Bären gibt es auf der Bäreninsel übrigens nur sehr selten. Wenn im Frühjahr das Packeis bis in die Nähe der Insel getrieben wird, können sich mal Eisbären an Land verirren. Dort aber wirklich einen Bären anzutreffen, geschieht selten. Benannt wurde die Insel nach einem Eisbärenweibchen, das die offiziellen Entdecker des Eilandes (Willem Barentsz und seine Mannschaft) hier im Jahr 1596 töteten. Sie waren extrem beeindruckt von dem "langen und mühseligen" Kampf mit dem Tier, das einfach nicht sterben wollte - wohl auch, weil die Kugeln ihrer primitiven Gewehre entweder nicht trafen oder nicht durch die dicke Schädeldecke durchdrangen.
Ich hätte gerne mehr Zeit auf der Insel verbracht,
denn besonders die Südspitze ist landschaftlich sehr reizvoll. Von der wilden Brandung ausgewaschene Felsen, steile
Klippen und viele Felsnadeln ragen dort aus dem Meer, während tausende von Seevögeln die Felsen umkreisen, in denen sie nisten.
Wegen der starken Dünung war an eine Zodiacfahrt leider nicht zu
denken, aber selbst aus der Ferne vom Schiff aus war die Landschaft
beeindruckend.
Weil keine weitere Landung möglich war, setzten wir
Kurs nach Spitzbergen. Zu unserer großen Überraschung (und Freude!)

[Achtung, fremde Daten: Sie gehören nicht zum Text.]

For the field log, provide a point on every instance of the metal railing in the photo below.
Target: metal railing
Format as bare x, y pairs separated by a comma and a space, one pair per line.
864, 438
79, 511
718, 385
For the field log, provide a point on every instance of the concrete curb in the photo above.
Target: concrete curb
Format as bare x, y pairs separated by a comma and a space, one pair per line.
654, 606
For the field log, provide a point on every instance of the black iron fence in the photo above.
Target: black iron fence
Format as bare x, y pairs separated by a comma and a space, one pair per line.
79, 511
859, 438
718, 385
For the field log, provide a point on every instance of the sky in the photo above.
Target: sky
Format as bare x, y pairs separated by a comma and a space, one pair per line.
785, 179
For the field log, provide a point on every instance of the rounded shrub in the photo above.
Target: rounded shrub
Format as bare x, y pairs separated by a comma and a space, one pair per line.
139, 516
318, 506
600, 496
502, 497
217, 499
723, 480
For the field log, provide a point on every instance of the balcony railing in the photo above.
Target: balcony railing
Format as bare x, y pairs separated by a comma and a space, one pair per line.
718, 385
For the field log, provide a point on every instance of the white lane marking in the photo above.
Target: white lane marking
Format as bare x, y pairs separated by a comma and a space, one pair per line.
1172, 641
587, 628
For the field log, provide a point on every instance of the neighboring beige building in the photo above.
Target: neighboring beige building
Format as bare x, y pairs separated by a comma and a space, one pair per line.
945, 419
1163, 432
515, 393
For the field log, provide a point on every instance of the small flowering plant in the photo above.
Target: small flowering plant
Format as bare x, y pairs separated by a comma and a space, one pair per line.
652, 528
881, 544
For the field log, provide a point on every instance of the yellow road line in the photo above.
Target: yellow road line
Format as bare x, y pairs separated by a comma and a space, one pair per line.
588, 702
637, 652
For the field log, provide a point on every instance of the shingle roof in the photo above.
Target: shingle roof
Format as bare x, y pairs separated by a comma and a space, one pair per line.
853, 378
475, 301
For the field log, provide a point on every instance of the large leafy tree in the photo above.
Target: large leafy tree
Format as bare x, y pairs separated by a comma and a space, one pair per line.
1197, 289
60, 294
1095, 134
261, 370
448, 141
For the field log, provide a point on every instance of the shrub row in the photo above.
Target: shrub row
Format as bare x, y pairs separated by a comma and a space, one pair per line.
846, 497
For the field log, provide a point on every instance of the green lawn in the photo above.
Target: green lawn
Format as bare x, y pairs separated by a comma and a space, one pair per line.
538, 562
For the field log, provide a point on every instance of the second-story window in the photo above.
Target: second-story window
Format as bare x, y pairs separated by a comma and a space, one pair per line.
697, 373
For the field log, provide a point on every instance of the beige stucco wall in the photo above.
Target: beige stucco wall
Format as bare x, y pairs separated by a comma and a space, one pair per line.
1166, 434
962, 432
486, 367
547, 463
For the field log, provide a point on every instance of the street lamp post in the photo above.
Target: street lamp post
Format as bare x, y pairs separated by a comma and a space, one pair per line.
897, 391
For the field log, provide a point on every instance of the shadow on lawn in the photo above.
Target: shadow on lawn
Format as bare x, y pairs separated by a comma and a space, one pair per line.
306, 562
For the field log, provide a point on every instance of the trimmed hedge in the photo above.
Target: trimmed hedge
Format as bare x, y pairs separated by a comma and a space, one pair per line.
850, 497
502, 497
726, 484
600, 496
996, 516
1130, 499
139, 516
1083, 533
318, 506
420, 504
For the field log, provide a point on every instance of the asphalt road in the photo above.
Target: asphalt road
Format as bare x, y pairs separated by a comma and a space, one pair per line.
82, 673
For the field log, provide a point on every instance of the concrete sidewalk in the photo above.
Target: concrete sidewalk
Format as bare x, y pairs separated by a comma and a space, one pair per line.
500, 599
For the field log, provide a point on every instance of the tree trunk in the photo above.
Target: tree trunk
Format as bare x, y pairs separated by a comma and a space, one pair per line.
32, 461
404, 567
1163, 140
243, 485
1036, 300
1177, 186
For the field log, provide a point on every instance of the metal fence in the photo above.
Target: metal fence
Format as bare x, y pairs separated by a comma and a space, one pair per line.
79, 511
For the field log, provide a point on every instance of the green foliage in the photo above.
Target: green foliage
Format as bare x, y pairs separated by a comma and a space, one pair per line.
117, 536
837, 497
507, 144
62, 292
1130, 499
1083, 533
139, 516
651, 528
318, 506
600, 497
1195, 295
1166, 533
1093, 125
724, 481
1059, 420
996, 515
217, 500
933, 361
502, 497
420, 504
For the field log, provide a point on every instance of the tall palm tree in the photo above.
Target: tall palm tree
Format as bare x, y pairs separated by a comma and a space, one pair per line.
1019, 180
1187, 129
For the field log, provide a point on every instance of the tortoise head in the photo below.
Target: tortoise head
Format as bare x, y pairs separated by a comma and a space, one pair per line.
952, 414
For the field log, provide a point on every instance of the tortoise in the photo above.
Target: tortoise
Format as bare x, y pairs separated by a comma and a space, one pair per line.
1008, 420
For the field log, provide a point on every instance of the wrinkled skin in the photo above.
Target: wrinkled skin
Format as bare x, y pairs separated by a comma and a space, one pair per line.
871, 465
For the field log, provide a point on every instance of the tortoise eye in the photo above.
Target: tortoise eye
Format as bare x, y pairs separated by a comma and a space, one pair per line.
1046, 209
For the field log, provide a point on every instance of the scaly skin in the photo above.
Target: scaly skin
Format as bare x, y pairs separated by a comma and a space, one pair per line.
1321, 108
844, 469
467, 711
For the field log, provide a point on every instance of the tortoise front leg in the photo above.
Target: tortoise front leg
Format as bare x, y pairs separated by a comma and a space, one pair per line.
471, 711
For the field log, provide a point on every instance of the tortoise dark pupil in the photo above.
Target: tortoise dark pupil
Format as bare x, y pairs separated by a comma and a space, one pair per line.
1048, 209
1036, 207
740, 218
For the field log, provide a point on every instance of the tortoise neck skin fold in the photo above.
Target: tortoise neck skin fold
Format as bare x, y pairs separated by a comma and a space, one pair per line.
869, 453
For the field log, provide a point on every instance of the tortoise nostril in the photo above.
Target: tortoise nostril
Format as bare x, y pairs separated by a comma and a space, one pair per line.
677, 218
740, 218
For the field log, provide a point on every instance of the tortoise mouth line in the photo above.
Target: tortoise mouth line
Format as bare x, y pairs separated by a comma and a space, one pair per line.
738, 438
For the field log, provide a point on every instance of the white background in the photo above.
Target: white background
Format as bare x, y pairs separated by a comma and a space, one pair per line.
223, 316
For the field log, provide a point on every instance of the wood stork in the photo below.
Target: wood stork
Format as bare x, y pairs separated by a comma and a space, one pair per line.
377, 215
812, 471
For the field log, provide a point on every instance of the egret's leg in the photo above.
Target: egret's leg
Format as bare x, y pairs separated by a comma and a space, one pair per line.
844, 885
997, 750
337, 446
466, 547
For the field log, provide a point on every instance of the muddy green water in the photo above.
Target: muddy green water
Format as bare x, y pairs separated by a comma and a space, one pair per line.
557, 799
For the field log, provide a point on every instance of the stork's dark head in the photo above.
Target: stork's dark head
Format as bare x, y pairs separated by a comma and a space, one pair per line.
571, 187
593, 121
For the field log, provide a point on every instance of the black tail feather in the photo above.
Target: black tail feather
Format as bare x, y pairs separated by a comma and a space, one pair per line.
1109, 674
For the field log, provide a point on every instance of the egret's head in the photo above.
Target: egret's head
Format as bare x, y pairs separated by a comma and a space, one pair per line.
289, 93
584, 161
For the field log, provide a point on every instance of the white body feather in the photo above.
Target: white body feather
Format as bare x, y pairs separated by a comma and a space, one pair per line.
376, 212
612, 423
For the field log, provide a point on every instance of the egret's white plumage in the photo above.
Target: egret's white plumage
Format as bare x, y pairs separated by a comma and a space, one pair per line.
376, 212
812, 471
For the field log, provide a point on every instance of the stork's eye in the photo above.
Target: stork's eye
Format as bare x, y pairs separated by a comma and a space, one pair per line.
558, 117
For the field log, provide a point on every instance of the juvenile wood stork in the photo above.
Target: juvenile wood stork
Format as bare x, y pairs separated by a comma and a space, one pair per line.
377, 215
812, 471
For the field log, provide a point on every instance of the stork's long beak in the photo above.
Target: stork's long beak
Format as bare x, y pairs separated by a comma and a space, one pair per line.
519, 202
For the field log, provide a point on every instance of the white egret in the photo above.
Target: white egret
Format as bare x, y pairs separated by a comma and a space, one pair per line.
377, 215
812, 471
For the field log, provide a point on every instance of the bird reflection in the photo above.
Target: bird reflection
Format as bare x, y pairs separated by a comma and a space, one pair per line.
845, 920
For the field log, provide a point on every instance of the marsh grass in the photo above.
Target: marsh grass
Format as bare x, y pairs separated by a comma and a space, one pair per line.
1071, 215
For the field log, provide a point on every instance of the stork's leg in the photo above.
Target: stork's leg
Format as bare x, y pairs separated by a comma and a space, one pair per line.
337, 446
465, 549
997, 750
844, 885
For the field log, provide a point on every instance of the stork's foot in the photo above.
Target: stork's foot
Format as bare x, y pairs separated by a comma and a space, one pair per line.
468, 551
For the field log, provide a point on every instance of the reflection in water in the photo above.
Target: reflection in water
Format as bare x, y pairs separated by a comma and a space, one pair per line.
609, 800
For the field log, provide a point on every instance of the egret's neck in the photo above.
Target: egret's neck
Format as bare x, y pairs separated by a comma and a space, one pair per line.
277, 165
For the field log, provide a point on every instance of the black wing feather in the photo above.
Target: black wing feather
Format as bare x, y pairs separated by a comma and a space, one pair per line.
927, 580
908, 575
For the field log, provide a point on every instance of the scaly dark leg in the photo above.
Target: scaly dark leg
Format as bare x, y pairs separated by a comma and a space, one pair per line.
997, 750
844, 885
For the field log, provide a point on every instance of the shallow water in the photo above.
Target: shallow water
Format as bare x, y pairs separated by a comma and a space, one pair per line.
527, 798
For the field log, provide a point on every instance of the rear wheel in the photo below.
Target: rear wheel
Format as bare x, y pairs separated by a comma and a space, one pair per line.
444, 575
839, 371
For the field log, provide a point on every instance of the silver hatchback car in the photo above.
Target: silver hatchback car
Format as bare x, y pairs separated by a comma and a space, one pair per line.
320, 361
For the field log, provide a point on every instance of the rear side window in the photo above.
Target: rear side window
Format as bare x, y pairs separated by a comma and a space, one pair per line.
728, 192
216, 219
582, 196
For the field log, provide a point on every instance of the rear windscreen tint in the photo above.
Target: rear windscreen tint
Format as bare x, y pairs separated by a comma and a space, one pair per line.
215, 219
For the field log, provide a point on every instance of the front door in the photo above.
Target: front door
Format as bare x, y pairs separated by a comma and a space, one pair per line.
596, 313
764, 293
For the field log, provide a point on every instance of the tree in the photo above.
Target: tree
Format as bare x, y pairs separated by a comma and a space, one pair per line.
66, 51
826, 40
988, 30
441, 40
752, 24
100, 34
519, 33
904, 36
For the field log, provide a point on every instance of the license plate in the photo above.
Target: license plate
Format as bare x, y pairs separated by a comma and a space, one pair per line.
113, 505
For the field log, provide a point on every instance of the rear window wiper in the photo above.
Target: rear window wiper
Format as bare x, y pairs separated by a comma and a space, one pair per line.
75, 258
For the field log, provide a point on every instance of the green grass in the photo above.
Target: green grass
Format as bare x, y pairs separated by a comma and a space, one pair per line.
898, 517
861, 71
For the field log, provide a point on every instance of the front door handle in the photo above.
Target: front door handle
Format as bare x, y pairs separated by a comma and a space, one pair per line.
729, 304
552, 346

beruhigte sich die Barentssee von Stunde zu Stunde, sodass die
Überfahrt nicht nur ertragbar, sondern regelrecht angenehm war. Ich
war in der Lage, einen Vortrag über Wale zu halten, denn genau diese
hofften wir hier zu finden. Und tatsächlich: als sich das Meer
nachts in einen riesigen Spiegel verwandelte, welcher die warmen
Farben der Mitternachtssonne in wunderbaren Mustern brach, waren sie
plötzlich da, die größten Säugetiere unseres Planeten.